Zeman, on the other hand, has been pushing to extend his sway in that arena since taking on the largely ceremonial presidency in 2013.
The outspoken head of state has strong ties to Russia, and has blasted EU sanctions against Moscow. He also maintains a bitter campaign against migrants, and has shared stages with far-right parties.
Russia has been accused of meddling in elections in the US, Netherlands and France this year, with worries also rising that it will hit Germany ahead of the September vote. In Visegrad, the action is reported to be semi-permanent, as Moscow seeks to exploit the EU's Achilles heel by overturning unanimity on bloc policy.
The Kremlin will likely be happy to see Zeman's hand strengthened. "Russia would definitely be interested in securing another friendly government in Visegrad to go alongside Hungary and Slovakia," says Andrius Tursa, a political risk analyst at Teneo Intelligence.
"Zeman's strengthened hand could help extend Russian influence," says Nic. "However, it will be at the level of appointments in the diplomatic and civil service, rather than via overall policy."
However, no one expects Czech foreign policy to head to the sort of extremes followed in Hungary. That's because there's little domestic political gain to be had from a significant shift to the east for either Zeman or Babis. Czech voters may be skeptical of Brussels and Berlin, but they are very wary of Moscow.
The rhetoric may be a little more critical of the EU, but policy will remain pro-Western and NATO, predicts Tursa. "A Czexit is not on the cards."
Rather, the pair will likely persist with the "pragmatic" route that has been followed in recent years.
Since entering Prague Castle, the president has been busy pursuing his own shadow foreign policy, regardless of the official stance of the government.

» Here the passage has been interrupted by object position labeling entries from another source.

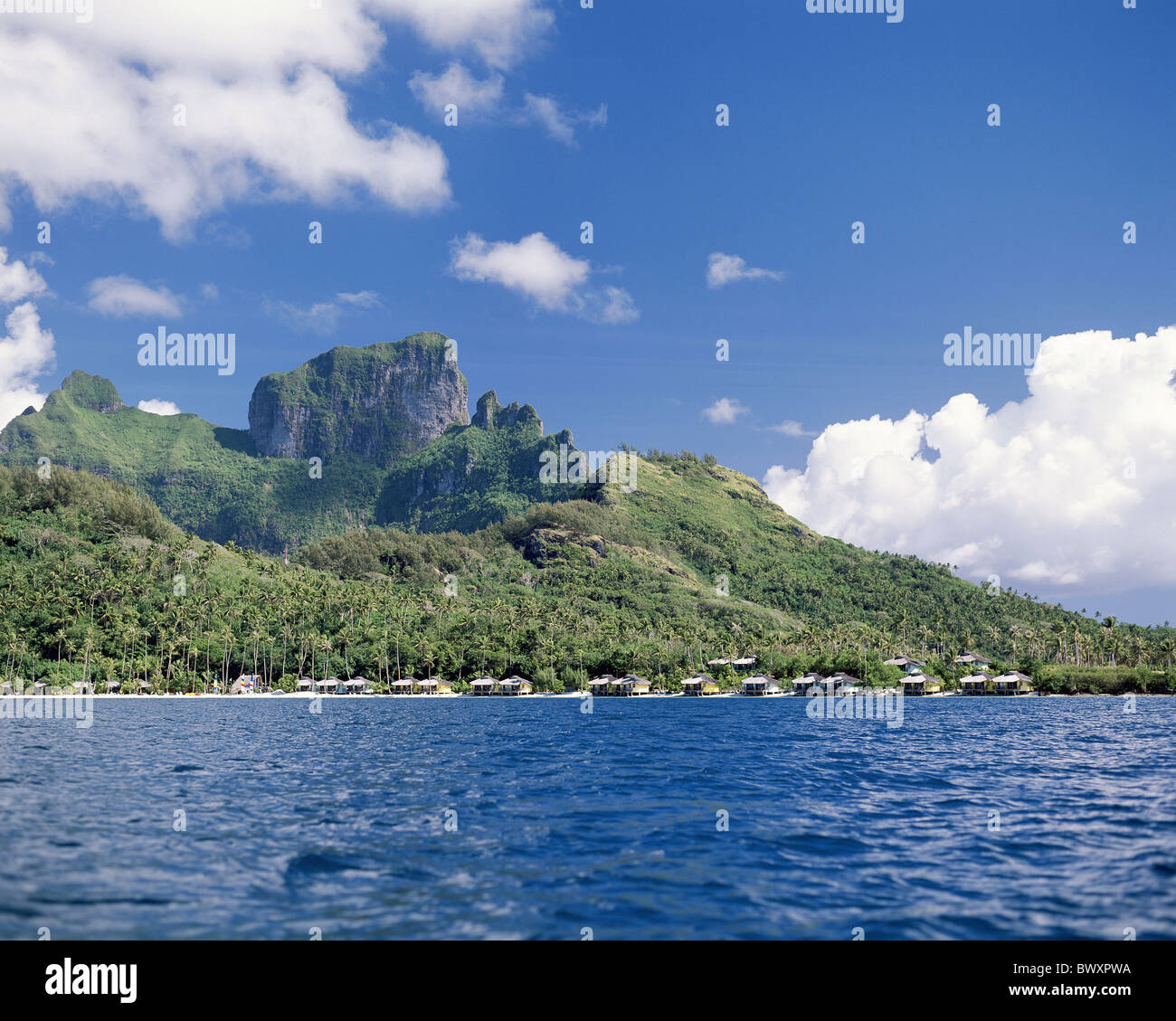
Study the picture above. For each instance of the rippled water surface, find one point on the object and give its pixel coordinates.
(607, 821)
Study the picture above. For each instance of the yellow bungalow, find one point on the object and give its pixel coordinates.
(1012, 683)
(700, 685)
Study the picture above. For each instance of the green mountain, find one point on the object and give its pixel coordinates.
(387, 425)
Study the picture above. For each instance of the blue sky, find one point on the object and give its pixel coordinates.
(834, 119)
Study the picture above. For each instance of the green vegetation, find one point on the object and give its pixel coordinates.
(97, 585)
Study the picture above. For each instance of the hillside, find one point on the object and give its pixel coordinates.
(365, 413)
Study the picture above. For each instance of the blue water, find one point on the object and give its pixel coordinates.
(568, 821)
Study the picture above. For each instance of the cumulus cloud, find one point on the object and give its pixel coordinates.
(26, 353)
(724, 269)
(124, 297)
(726, 411)
(156, 407)
(324, 317)
(19, 280)
(177, 109)
(539, 269)
(1074, 485)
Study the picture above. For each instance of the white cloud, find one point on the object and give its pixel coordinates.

He has spent much of his past four years in office brokering deals between China and Czech and Slovak oligarchs, whilst muffling any mention in Prague of human rights or Taiwan.
Such considerations would also likely see Babis block any significant shift in foreign policy. His business empire is dependent on the EU's huge role in the Czech economy, while it also benefits from EU funds and extends into neighboring member states.
That also suggests the effort to build relations with Berlin will continue unabated, despite some negative comments from both Babis and Zeman in recent times.
Still, there are likely to be bumps in the road. Babis has been compared to former Italian prime minister Silvio Berlusconi, as well as Donald Trump, and while it's something of a relief that the Czech billionaire now has some experience in government, the EU will still face a skillful operator that - whilst pragmatic - is also "flamboyant and capricious," Nic points out.
"For those on the outside, it will be fun to watch," he laughs.